Lets say I have $n+1$ integers $x, x+1, x+2, ..., x+n$ which are unsigned. If I apply a hidden permutation $\sigma$ to the bits (right to left) of each respective number I have $x_0', x_1', x_2'$. ($x=\sum_{i} b_i * 2^i, x_0'=\sum_{i} b_{\sigma(i)} * 2^i, ...$)
I know I can get find $x$ as I know $\sigma$ and thus $\sigma^{-1}$. Is it possible for an attacker to calculate find $x$ or $\sigma$ or $x+n+1$?
For example if I give you 5 integers in 8.
01100100
11100100
00100110
10100110
01100110
Can you derive that $\sigma = (1\ 8\ 5) (2\ 7\ 4\ 3)$ or $x=42$?

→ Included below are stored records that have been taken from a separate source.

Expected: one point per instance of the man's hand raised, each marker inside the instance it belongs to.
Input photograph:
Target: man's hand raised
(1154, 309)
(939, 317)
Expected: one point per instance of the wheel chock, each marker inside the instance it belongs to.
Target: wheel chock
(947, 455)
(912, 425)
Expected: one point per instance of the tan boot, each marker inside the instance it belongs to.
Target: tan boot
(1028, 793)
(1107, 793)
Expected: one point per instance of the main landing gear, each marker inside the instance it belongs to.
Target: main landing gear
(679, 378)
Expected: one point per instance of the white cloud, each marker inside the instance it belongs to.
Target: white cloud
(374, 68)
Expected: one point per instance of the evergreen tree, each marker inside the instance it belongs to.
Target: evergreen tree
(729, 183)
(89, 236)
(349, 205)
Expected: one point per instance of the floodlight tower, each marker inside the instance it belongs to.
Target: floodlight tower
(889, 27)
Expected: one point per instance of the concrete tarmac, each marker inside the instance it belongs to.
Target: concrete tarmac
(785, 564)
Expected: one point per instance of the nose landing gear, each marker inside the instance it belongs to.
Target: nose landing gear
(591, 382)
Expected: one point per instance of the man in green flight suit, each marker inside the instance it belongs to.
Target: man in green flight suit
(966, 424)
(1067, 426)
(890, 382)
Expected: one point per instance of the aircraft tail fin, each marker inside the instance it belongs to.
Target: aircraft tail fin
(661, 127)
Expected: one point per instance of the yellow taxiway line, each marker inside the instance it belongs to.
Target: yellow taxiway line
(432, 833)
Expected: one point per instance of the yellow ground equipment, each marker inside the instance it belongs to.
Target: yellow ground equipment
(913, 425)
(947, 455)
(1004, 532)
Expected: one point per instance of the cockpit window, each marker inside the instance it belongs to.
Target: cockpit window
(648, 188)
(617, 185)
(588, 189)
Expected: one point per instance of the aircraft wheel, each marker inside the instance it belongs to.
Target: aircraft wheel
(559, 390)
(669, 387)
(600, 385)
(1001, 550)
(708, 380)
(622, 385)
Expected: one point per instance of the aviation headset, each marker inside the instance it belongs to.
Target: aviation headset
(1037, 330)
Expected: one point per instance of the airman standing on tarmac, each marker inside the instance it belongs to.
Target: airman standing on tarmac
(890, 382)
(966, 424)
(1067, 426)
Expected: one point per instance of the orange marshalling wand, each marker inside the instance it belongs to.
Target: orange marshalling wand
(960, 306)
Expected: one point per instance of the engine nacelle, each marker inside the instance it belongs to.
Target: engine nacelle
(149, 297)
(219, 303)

My current rough thinking is that you can tell whether $x$ is divisible by two in the first two results by whether one bit turns on or two bits turn off and a new one turns on. Then to find whether divisible by $2^n$ you would need $2^n$ numbers (as the bit change for $2^n$ happens only after all the previous cases?) therefore you would need $2^{n-1}$ previous integers to find $x$ (and thus you could then find $\sigma$ and then $x+n+1$)?
Bonus: what would happen if I now told you I applied an bijective function $f(x)$ (but didn't tell you the definition of $f$) before I applied $\sigma$. Is it possible to find $x$ then?